The AR Foundation calls this Environment Depth—the distance from the device to any part of the environment within the camera’s field of view. If the depth map sees a table in front of it, a virtual object located “behind” the table will be partially obscured. This is the basic and most important type of occlusion for an AR game, where the object should “stand in the room,” not on top of the image.
Human Occlusion / Human Depth
This is occlusion specifically related to humans.
Human Depth is the depth of body parts of a human recognized in the frame. This is useful when a player approaches an AR object and should naturally obscure it with their body or hand. For example, if a monster is standing “behind” the player, the player’s body should obscure part of the monster. In Unity, this is especially relevant due to ARKit support.
Human Stencil
Human Stencil is not a full depth map, but essentially a mask that says for each pixel: “is there a person here” or “is there not a person here.”

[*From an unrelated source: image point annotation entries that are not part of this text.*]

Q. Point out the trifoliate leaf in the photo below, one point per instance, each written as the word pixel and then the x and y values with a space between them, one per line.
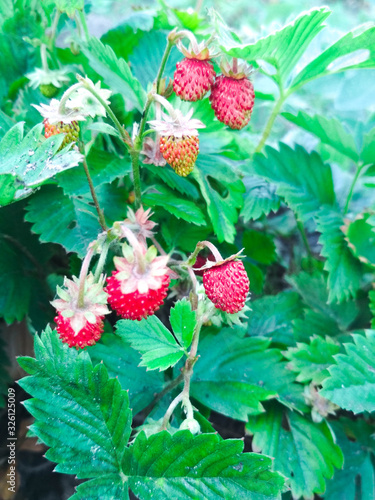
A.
pixel 187 467
pixel 222 191
pixel 302 179
pixel 235 374
pixel 71 221
pixel 259 246
pixel 115 71
pixel 283 48
pixel 355 50
pixel 178 206
pixel 304 451
pixel 122 361
pixel 329 130
pixel 260 199
pixel 272 317
pixel 356 480
pixel 311 361
pixel 361 237
pixel 183 321
pixel 351 384
pixel 153 340
pixel 344 270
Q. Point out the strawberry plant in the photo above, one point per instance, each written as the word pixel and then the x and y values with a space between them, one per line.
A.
pixel 187 234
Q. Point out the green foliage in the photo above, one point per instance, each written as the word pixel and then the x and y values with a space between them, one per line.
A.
pixel 153 340
pixel 302 179
pixel 344 270
pixel 351 384
pixel 27 166
pixel 311 361
pixel 304 452
pixel 84 417
pixel 235 374
pixel 183 322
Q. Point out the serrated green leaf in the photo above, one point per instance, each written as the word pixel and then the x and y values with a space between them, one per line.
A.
pixel 283 48
pixel 155 342
pixel 259 246
pixel 260 199
pixel 186 467
pixel 176 182
pixel 355 50
pixel 344 270
pixel 4 375
pixel 179 207
pixel 304 451
pixel 372 307
pixel 272 317
pixel 31 163
pixel 221 207
pixel 329 130
pixel 351 384
pixel 80 413
pixel 361 236
pixel 69 6
pixel 70 221
pixel 368 150
pixel 9 184
pixel 302 179
pixel 151 48
pixel 235 374
pixel 115 71
pixel 311 361
pixel 183 321
pixel 356 480
pixel 103 167
pixel 122 361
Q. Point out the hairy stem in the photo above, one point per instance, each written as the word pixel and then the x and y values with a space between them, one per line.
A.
pixel 352 186
pixel 267 129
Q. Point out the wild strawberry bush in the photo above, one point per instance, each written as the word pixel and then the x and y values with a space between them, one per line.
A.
pixel 139 200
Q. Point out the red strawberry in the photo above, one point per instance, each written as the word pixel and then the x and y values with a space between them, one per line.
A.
pixel 88 335
pixel 227 285
pixel 232 100
pixel 71 131
pixel 80 325
pixel 139 285
pixel 180 152
pixel 193 79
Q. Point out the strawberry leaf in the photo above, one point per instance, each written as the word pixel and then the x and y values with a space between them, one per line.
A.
pixel 281 49
pixel 115 71
pixel 351 384
pixel 183 321
pixel 304 451
pixel 344 270
pixel 235 374
pixel 302 179
pixel 153 340
pixel 311 361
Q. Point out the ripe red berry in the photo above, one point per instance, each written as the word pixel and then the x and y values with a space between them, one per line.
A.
pixel 71 131
pixel 87 336
pixel 135 306
pixel 227 285
pixel 232 100
pixel 193 78
pixel 180 152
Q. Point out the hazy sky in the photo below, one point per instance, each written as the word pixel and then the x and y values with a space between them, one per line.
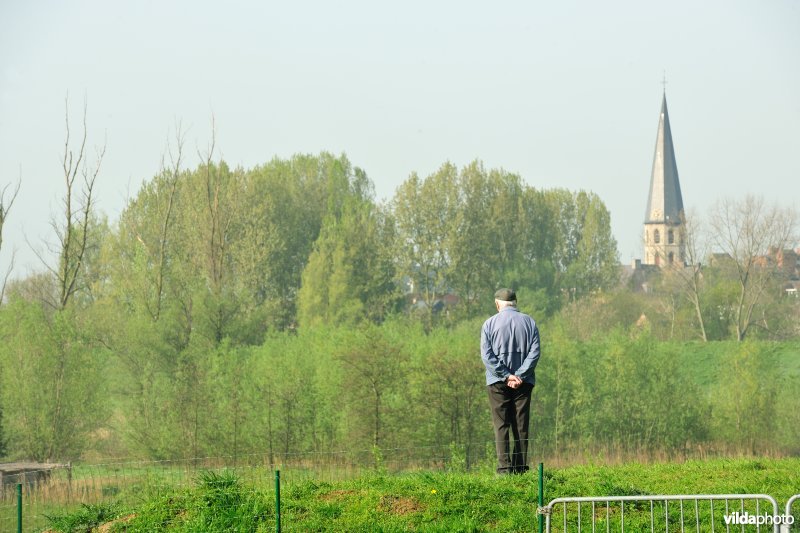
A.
pixel 567 94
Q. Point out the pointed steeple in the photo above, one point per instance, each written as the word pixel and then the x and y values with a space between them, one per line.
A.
pixel 664 204
pixel 664 235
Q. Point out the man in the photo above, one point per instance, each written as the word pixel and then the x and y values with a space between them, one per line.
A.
pixel 510 351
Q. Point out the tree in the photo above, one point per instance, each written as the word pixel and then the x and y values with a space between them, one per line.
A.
pixel 349 276
pixel 753 235
pixel 6 203
pixel 425 211
pixel 73 225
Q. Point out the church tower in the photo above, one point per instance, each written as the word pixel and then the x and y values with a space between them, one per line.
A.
pixel 664 219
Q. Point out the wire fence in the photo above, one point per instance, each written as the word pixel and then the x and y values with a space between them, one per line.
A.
pixel 59 490
pixel 55 490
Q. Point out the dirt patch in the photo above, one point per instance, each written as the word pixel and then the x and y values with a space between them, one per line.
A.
pixel 105 528
pixel 399 505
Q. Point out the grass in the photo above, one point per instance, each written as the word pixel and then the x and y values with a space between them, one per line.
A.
pixel 426 501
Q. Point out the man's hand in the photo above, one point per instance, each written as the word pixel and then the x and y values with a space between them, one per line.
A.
pixel 514 382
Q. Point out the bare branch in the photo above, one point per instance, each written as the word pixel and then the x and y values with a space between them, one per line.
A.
pixel 5 278
pixel 7 204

It is useful when quickly and reliably extracting a human silhouette is more important than maintaining precise depth throughout the entire scene. In some scenarios, this is sufficient to prevent characters, effects, or interface parts from being drawn over a person.
Choosing between Environment and Human Occlusion
AR Foundation has an Occlusion Preference Mode that allows you to choose which to prioritize when both an environment texture and a human stencil/depth are available. For ARKit, Unity specifically notes that human stencil/depth are supported there, and that environment and human depth are not used simultaneously as a single, shared occlusion mode.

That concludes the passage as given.